[UNITED STATES] A significant share of Americans continue to view real estate and gold as the most reliable long-term investments—an outlook that some financial advisors argue misses the mark.
Roughly 37% of U.S. adults named real estate as the top long-term investment in a recent Gallup survey, a figure nearly unchanged from last year’s 36%. Gold ranked second, with 23% selecting it as their preferred option, up five percentage points from 2024.
Analysts suggest that gold’s rising appeal is likely fueled by ongoing economic volatility, including persistent inflation and geopolitical tensions—factors that traditionally boost demand for "safe haven" assets. Meanwhile, real estate continues to attract attention for its perceived stability, even as high mortgage rates and affordability concerns challenge the housing market.

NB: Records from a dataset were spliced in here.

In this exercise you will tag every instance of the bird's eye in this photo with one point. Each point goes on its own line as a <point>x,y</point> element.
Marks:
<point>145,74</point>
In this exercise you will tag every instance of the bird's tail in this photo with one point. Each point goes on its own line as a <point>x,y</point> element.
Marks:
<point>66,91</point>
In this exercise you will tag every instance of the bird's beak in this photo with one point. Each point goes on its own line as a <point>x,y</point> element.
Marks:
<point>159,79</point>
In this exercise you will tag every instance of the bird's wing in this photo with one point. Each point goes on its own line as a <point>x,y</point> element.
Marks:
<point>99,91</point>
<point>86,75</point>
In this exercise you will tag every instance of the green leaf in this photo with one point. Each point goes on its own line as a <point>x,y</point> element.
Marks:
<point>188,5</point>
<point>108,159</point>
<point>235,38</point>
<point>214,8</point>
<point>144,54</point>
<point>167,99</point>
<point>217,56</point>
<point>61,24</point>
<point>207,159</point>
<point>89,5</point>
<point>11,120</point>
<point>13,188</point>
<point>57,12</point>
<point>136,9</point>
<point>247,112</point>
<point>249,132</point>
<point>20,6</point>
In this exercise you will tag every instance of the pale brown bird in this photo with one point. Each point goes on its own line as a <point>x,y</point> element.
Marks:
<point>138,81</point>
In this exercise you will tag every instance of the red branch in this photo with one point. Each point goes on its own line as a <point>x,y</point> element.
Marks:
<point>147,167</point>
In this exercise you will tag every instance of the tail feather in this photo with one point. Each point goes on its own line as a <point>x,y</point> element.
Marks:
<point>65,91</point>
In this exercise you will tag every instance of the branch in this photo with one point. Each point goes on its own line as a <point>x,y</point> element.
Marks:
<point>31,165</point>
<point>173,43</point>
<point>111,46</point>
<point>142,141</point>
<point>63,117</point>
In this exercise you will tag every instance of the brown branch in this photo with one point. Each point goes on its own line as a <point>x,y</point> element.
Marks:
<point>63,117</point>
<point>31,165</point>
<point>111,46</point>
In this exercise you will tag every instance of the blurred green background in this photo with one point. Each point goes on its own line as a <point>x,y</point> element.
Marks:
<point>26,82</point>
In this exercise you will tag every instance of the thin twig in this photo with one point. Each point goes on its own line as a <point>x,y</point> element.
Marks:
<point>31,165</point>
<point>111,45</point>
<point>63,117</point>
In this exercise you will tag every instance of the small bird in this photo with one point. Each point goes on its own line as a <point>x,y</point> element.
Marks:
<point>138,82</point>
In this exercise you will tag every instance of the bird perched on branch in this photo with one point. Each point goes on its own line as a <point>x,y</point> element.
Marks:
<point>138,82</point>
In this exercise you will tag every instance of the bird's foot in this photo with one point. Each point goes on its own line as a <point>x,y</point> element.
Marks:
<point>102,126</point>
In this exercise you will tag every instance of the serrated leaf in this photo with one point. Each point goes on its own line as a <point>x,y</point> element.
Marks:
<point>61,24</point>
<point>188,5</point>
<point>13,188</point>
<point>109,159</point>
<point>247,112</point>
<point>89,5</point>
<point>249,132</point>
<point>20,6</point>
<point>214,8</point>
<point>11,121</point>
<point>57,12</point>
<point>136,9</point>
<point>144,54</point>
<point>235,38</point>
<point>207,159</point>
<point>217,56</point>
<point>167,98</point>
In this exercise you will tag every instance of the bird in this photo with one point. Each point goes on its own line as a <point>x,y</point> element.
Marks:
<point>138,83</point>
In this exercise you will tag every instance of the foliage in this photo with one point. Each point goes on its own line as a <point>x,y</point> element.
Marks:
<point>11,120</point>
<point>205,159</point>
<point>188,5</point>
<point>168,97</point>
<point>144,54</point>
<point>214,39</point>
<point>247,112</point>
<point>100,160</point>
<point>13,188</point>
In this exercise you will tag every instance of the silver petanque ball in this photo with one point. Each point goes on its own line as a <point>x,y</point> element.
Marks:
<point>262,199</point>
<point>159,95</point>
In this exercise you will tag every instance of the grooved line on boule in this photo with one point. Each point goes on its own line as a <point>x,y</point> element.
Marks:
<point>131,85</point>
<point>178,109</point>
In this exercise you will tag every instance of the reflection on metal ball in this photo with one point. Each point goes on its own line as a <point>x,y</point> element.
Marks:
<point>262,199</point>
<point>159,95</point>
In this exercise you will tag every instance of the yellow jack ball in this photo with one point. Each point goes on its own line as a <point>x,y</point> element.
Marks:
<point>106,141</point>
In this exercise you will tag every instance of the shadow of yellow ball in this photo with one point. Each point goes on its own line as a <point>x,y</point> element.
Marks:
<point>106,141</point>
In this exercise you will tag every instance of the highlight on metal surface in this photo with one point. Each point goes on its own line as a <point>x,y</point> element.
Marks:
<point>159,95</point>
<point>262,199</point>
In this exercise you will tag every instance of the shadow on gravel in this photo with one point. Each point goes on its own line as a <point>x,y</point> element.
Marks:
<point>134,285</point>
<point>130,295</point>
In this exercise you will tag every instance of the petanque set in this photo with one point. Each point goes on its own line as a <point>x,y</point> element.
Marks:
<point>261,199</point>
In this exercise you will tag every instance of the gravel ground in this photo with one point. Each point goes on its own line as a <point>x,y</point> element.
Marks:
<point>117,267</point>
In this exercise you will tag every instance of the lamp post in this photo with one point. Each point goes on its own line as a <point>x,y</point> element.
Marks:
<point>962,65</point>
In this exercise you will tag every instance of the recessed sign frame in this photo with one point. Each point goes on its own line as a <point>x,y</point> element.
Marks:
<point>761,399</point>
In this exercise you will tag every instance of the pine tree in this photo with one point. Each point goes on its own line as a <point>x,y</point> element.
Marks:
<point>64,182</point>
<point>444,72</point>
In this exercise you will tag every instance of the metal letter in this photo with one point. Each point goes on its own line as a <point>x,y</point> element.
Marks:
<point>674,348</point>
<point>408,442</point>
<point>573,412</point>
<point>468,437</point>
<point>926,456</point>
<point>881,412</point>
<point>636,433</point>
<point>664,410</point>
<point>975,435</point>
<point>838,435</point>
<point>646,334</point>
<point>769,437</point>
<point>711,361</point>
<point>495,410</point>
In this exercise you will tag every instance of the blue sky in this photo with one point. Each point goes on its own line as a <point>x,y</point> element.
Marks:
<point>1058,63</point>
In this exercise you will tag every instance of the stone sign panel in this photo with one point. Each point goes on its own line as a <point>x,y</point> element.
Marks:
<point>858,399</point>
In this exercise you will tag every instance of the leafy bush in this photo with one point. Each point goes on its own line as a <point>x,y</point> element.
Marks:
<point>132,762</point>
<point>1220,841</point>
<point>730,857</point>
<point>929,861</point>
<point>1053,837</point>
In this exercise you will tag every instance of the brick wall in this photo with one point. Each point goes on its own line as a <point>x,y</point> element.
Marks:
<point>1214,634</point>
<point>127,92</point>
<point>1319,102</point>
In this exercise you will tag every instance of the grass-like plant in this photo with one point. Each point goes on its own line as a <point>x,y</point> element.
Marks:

In contrast, only 16% of those surveyed identified stocks or mutual funds as the best long-term investment—down six percentage points from the previous year, according to Gallup, which surveyed 1,006 adults in early April.
Financial advisors caution that such preferences are often driven more by perception than financial fundamentals. “People get swept up in the hype,” said Lee Baker, a certified financial planner and president of Claris Financial Advisors in Atlanta. “That’s not always the smartest move.”

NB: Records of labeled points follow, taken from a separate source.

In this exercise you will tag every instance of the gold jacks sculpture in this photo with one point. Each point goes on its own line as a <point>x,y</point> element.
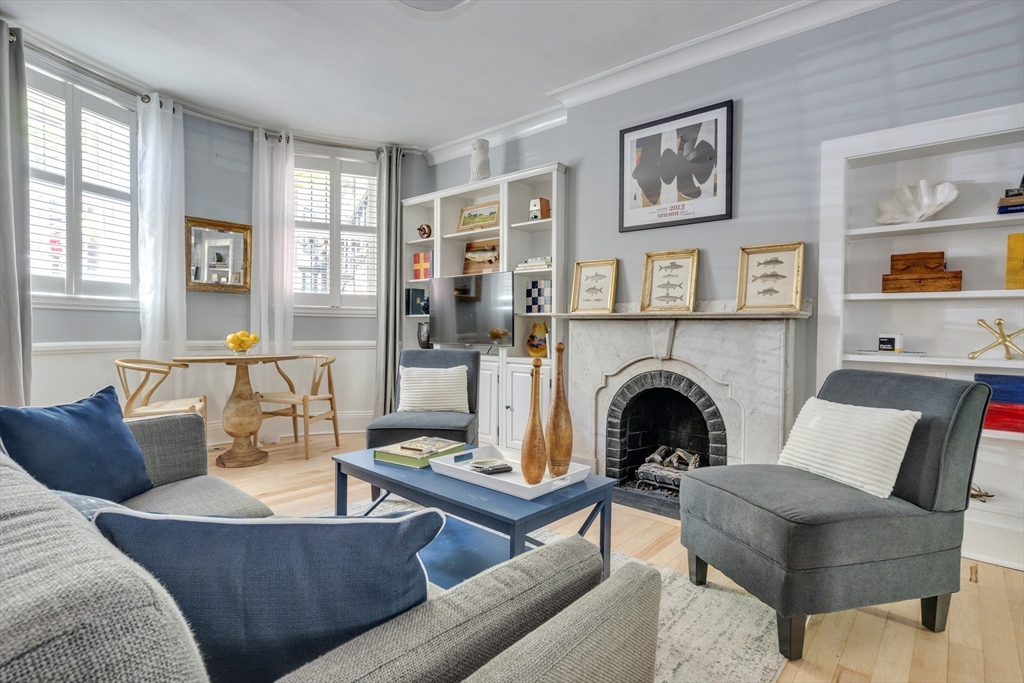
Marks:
<point>1001,339</point>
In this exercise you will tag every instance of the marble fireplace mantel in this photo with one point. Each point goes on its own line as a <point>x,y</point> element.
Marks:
<point>743,361</point>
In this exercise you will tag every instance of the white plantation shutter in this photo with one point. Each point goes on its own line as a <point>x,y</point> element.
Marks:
<point>82,215</point>
<point>107,202</point>
<point>335,232</point>
<point>47,190</point>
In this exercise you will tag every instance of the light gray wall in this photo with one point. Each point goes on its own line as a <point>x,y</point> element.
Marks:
<point>417,176</point>
<point>218,186</point>
<point>902,63</point>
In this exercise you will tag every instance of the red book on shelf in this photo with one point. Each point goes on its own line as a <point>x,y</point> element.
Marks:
<point>421,265</point>
<point>1005,417</point>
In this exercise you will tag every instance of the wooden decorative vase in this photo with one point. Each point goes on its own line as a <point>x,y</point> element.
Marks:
<point>559,424</point>
<point>535,450</point>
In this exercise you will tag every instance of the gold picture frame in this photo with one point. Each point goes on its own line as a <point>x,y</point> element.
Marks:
<point>479,216</point>
<point>670,280</point>
<point>603,275</point>
<point>778,272</point>
<point>207,267</point>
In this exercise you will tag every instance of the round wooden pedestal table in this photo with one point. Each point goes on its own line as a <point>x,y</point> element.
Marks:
<point>242,416</point>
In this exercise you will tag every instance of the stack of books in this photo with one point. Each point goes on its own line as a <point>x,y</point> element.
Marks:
<point>1014,200</point>
<point>538,263</point>
<point>418,452</point>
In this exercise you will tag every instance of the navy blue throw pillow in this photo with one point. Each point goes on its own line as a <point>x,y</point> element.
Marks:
<point>265,596</point>
<point>83,447</point>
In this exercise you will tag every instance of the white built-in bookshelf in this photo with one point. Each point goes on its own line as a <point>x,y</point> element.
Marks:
<point>982,154</point>
<point>505,373</point>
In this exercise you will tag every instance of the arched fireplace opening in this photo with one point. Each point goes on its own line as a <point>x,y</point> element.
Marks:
<point>660,413</point>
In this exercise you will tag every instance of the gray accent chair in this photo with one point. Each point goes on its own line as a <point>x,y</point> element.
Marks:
<point>807,545</point>
<point>75,608</point>
<point>398,427</point>
<point>176,460</point>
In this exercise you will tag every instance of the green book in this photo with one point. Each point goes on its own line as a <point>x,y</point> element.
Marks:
<point>418,452</point>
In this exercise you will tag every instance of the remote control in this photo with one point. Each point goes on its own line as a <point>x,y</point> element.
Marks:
<point>494,469</point>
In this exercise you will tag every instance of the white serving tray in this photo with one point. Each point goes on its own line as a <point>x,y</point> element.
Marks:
<point>506,482</point>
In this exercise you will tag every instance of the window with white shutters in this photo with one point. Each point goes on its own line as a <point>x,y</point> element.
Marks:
<point>81,204</point>
<point>335,232</point>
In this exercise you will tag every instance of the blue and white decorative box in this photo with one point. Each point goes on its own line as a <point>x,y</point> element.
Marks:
<point>539,297</point>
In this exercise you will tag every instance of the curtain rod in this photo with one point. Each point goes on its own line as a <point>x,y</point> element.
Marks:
<point>82,68</point>
<point>145,97</point>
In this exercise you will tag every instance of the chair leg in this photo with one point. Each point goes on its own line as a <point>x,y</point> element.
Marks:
<point>934,611</point>
<point>305,423</point>
<point>698,568</point>
<point>334,420</point>
<point>791,635</point>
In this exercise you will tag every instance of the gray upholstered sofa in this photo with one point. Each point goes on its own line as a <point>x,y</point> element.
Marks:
<point>401,426</point>
<point>74,608</point>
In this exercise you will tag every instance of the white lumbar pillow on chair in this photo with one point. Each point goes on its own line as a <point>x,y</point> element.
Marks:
<point>434,389</point>
<point>860,446</point>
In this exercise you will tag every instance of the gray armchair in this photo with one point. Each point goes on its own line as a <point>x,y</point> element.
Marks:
<point>807,545</point>
<point>398,427</point>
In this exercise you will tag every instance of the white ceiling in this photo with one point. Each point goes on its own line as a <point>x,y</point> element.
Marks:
<point>372,70</point>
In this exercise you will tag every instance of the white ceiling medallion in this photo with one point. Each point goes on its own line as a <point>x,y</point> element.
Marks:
<point>433,5</point>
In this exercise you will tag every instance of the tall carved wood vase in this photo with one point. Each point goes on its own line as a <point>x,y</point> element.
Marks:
<point>535,450</point>
<point>559,424</point>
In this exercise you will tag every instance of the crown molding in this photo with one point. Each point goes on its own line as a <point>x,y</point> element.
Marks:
<point>768,28</point>
<point>513,130</point>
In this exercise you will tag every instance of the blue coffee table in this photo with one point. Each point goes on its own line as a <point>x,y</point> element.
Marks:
<point>462,550</point>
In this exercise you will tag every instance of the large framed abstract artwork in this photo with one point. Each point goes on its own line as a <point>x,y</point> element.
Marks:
<point>677,170</point>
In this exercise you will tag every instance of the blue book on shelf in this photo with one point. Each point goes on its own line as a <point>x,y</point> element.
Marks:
<point>1006,388</point>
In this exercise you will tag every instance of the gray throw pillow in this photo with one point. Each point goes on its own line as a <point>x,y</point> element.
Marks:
<point>265,596</point>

Carolyn McClanahan, founder of Life Planning Partners in Jacksonville, Florida, echoed the concern. “People are always chasing what’s hot, and that’s the stupidest thing you could do,” she said.
Why Real Estate and Gold Appeal to Investors
The appeal of real estate and gold may stem from their tangible nature, Baker noted. “A house is something you can touch and feel,” he said. “Stocks can seem abstract.”
Although gold gained popularity this year, its current favorability still falls short of the 34% peak seen in 2011, when investors turned to gold amid high unemployment and a fragile housing market, Gallup reported.
Gold often benefits when the U.S. dollar weakens or inflation expectations rise. However, its lack of yield—unlike interest-bearing bonds or dividend-paying stocks—can be a drawback for long-term investors. Still, gold prices have surged recently, climbing past $3,500 per ounce in late April, compared to around $2,200–$2,300 just a year earlier.
Real estate has also seen heightened interest in recent years amid surging demand and price growth. According to Bankrate, the median price for an existing U.S. home in March was $403,700—down from a record $426,900 last June.
But investing in real estate comes with significant ongoing costs—property taxes, maintenance, and transaction fees—that can erode returns. Moreover, real estate markets are highly localized, and performance can vary widely by region.
How These Investments Stack Up Over Time
Despite their popularity, both real estate and gold have historically underperformed the stock market over the long term. Data from Morningstar Direct shows the S&P 500 delivered a 10.29% annualized return over the past 30 years, compared to 8.78% for real estate and 7.38% for gold.
Stocks also offer broader diversification. “When you invest in stocks, you’re not buying one thing—you’re buying a piece of thousands of companies,” McClanahan said.
She added that unlike gold and real estate, which can be difficult to liquidate quickly, stocks and ETFs offer ease of access. “It can take months to sell a property,” she noted. “Selling physical gold involves markups and appraisals. But stocks? You can sell them in seconds.”
Smart Ways to Gain Exposure to Gold and Real Estate
For investors still drawn to real estate or gold, advisors recommend taking a more diversified approach.
Rather than buying property directly, consider real estate investment trusts (REITs) or real estate-focused mutual funds and ETFs. REITs are publicly traded companies that own income-generating properties like apartment complexes or office buildings. Investors typically earn returns through dividends.
Real estate mutual funds and ETFs offer exposure to multiple REITs, spreading out risk while maintaining access to the sector’s potential gains. “You get diversification without locking yourself into a single property,” McClanahan said.
Similarly, instead of holding physical gold, investors can use gold ETFs to track the metal’s performance without the burden of storage or insurance. “With ETFs, you benefit from gold’s returns without actually owning the physical asset,” McClanahan explained.